As Fig. 4A–B show, the open-loop model exhibits \(R^2\) values of 0.774 for the intensity and 0.320 for the \(\Delta \)AEW measurements. The inaccuracies of the model can be mainly explained by uncertain parameter values for the refolding kinetics and major measurement uncertainties in the offline protein state quantification [43, 48]. Furthermore, the model might not cover all the relevant process dynamics that are needed in order to represent the measured values more accurately.

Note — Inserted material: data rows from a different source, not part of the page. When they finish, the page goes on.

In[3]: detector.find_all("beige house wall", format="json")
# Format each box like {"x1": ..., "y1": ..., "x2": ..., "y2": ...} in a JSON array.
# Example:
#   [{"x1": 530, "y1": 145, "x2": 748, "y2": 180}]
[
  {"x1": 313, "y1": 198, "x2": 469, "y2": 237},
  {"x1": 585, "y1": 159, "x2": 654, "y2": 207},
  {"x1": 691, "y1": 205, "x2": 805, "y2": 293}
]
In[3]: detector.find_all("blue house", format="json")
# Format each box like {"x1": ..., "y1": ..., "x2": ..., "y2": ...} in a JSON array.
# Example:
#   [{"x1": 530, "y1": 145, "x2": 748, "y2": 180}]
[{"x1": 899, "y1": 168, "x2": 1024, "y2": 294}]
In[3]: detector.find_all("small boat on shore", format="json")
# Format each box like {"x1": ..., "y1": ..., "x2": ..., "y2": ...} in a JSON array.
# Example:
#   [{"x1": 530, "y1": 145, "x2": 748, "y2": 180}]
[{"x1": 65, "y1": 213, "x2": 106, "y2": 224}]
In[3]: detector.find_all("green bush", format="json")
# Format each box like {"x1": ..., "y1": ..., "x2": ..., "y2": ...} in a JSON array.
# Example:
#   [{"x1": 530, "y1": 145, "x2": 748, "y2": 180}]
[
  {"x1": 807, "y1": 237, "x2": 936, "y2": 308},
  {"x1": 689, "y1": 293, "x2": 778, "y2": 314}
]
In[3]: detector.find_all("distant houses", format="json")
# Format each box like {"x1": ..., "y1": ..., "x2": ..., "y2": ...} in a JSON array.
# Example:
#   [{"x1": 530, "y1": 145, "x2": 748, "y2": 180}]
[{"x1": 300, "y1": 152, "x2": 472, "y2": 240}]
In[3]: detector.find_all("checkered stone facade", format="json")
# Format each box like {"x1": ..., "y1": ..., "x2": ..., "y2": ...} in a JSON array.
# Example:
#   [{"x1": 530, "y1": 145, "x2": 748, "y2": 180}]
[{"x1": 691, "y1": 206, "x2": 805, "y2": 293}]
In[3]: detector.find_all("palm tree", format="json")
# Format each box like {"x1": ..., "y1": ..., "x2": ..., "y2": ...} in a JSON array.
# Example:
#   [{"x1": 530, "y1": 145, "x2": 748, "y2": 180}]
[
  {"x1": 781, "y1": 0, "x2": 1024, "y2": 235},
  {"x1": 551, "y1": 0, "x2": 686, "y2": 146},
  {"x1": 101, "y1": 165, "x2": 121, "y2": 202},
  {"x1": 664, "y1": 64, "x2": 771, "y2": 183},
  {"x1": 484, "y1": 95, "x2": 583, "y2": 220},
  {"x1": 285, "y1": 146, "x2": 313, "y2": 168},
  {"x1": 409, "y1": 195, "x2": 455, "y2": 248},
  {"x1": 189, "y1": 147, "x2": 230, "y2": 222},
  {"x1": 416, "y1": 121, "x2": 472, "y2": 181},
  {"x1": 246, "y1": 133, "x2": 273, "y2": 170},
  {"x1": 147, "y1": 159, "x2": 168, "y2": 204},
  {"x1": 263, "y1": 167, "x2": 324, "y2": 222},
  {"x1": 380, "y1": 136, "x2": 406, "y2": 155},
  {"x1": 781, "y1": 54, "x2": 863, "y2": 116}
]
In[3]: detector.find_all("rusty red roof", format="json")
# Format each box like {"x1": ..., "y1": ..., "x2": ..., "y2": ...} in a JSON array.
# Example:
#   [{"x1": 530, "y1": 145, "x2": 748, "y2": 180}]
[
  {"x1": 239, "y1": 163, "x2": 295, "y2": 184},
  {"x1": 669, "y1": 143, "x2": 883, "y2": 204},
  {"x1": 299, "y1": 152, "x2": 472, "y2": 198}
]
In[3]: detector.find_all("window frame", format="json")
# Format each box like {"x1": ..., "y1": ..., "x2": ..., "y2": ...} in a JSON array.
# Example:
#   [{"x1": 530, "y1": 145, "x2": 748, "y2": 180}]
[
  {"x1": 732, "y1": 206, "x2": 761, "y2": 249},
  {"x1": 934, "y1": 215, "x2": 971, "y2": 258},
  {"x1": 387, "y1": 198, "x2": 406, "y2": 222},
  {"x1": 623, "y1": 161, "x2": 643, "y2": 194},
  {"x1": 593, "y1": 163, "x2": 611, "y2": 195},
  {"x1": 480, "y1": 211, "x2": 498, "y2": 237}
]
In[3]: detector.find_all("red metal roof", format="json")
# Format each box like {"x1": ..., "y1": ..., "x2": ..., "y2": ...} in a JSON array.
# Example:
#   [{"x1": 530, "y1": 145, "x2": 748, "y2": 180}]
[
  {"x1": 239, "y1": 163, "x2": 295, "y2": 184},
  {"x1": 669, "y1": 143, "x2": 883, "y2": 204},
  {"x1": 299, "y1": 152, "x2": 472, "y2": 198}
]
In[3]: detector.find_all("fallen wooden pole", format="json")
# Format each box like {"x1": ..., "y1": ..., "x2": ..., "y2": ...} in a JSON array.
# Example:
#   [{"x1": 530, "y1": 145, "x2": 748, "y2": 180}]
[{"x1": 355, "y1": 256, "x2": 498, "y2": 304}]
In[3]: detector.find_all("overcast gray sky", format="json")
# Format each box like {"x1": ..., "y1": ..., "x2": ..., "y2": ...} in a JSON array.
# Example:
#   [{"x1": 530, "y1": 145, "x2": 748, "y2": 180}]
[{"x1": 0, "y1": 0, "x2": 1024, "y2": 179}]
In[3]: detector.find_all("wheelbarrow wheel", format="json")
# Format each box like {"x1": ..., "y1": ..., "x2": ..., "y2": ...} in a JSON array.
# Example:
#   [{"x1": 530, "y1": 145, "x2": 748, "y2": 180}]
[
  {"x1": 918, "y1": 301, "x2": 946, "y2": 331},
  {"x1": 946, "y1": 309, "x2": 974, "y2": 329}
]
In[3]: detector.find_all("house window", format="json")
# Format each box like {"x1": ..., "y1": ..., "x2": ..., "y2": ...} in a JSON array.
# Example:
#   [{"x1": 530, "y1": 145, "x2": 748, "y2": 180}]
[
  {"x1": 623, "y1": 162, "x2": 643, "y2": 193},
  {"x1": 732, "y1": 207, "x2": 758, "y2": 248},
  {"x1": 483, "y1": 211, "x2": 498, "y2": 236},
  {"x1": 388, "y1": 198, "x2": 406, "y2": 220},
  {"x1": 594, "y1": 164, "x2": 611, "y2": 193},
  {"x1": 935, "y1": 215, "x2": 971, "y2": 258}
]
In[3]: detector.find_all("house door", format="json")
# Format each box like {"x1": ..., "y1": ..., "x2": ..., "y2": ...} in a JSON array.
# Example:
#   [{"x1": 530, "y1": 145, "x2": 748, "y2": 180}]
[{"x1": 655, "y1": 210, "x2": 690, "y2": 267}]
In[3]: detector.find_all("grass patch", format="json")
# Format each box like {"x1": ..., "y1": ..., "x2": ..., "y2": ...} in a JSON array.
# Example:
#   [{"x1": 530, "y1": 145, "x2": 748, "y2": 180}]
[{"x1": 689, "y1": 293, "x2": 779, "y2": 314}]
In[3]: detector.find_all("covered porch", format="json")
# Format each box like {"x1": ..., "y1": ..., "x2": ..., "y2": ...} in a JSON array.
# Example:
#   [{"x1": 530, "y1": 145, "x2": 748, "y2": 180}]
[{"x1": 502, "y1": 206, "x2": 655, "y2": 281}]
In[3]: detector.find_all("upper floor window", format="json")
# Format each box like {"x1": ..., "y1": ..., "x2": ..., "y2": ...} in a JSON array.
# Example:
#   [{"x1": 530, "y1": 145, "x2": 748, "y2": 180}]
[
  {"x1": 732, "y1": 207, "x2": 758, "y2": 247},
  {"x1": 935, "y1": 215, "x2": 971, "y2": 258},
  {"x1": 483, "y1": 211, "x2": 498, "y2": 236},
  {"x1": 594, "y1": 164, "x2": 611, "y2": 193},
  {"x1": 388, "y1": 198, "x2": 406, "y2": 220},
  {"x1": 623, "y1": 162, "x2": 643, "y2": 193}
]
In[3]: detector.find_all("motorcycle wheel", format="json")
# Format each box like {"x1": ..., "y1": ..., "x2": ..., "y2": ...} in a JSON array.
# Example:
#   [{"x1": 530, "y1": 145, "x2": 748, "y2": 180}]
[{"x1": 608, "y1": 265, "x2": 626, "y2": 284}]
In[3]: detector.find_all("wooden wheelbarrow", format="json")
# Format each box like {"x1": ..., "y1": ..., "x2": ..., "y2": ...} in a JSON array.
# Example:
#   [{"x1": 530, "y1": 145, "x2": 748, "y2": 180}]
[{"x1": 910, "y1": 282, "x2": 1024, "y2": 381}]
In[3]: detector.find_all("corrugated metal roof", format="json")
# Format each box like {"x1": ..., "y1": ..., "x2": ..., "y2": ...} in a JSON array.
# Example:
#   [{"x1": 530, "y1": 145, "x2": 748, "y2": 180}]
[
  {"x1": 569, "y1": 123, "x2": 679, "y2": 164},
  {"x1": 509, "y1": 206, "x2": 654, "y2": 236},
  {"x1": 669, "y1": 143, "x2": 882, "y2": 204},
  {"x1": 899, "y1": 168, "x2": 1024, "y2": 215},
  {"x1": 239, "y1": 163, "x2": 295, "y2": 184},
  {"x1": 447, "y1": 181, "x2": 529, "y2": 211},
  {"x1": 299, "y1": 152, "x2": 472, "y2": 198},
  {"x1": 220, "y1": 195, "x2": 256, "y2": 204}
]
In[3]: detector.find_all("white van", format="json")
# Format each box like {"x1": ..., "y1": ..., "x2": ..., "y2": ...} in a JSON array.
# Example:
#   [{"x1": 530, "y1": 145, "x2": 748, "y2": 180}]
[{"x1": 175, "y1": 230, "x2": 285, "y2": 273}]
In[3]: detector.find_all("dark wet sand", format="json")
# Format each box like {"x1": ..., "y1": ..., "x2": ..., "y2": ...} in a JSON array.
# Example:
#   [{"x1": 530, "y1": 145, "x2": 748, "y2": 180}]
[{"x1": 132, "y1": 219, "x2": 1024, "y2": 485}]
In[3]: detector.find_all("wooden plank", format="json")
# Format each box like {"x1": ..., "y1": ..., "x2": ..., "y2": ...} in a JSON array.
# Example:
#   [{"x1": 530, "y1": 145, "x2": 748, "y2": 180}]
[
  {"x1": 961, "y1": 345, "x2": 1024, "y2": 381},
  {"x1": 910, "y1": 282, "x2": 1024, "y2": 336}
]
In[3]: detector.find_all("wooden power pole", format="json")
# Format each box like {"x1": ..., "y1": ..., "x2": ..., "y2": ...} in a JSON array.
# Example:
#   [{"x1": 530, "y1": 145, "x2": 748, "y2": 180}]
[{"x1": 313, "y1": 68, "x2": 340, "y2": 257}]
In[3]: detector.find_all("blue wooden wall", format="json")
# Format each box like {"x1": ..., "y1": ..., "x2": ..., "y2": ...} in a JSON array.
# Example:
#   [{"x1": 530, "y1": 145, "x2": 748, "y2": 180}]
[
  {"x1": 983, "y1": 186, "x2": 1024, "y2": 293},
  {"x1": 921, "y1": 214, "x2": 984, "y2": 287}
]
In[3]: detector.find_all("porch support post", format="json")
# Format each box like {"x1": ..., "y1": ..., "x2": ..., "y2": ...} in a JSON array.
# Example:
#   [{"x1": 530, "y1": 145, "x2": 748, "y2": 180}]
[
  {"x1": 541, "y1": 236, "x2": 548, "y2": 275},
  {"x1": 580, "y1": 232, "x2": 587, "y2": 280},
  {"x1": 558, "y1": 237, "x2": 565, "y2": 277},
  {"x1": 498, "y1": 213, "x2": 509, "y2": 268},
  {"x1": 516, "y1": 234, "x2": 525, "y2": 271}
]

These effects can be also observed in Fig. 4C–F where the prediction of four distinct processes are shown for the intensity. Whereas the prediction is shown to be accurate for some of the processes (D and E), there are also systematic offsets (C) as well as partly missing dynamics (F) occurring. Probably the simplified mechanistic model equations do not cover all effects that might occur during refolding as well as their impact on the fluorescence.

Still, the results presented in Fig. 4 show the potential of using the here developed grey box model for the prediction of protein states. Furthermore, it can be used to compute the most probable state estimate of the system using a state observer-like variations of the Kalman filter [12]. The presented modeling approach enables soft-sensing capabilities by estimating kinetic model parameters from online Tyr and Trp fluorescence measurements in real time.

Conclusion

In this study, we implemented continuous in situ monitoring of protein refolding based on intrinsic tryptophan and tyrosine fluorescence for the first time. Using this technique, we were able to directly monitor the conformational change of the protein in the refolding process via the changes in the fluorescence maximum and intensity. We showed that neither the presence of chaotropic agents nor low protein concentrations limited the applicability of the method. The change of the fluorescence maximum during the refolding was expressed as AEW profile reflecting the changes in the center of mass of the fluorescence spectrum; the change in the signal intensity was expressed as the intensity integral over the emission spectrum measured. Quantifiable parameters were derived from the fitting of an exponential curve to the AEW profile and used for comparison between various refolding experiments in terms of the refolding kinetics, refolding efficiency and competitiveness between refolding and aggregation. The wide applicability and transferability of the method were demonstrated on the monitoring of the refolding of LDH with different additives and in different processing modes as well as on the refolding of two cofactor-containing enzymes, namely GalOx and HRP. The profile of AEW during the refolding was correlated to the amount of folding intermediates whereas the intensity integral was assumed to be partially related to the extent of aggregation. Both experimentally derived correlations were used as an input for a mechanistic protein refolding model, emphasizing the potential for state estimation methods based on intrinsic fluorescence in a real-time setting. A combination of online intrinsic fluorescence measurements and small-scale experiments gives insight into the refolding kinetics while maintaining the benefits of increased throughput. Moreover, the setup of the method is easily transferable to larger scale refolding, e.g., industrial refolding reactors, when employing fiber optics via the usage of immersion probes.